In Palo Alto, California, there is a street where all the houses decorate for Christmas. The street is lined with small pines strung with lights. They even put red coverings over the street lamps (leading me or my husband to always make the very stale joke about it being a red-light district, albeit one with houses worth about $2 mil). During the weeks after Thanksgiving, there are always lines of cars cruising down the streets slowly, parking lights on.
Sunday, as we were cruising, the driver of the beat up mid-seventies sports car in front of us got impatient. Annoyed that the Prius in front of him was going too slowly, he pulled out and passed the guy. It was unreal. I sat there in the driver’s seat of my van thinking, “Whoa, someone needs to chill out.”

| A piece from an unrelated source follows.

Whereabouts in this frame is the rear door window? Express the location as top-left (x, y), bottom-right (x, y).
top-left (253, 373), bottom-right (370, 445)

We proceeded down the street. The impatient driver pulled away a bit and then stopped in front of the last house to look at it. The Prius driver sat for a minute, then gently tapped his headlights. Mistake.
The insane driver sped up and drove a short way, stopped, and put his car in reverse, and started coming back, fast. It was the unfolding of a classic road rage incident — over Christmas lights.
Fortunately, at that point a large and noisy group of pedestrians came to the corner. The first driver stopped, and sped around the corner. The Prius sat still for a moment. I was getting annoyed, until I realized he was probably waiting to make sure the other driver wasn’t waiting for him — either that or he was in shock.
After a minute the Prius turned the corner, with us behind him, and drove off.
As the notable philosopher Linus van Pelt once observed, “Not only is Christmas getting too commercial, it’s getting too dangerous.”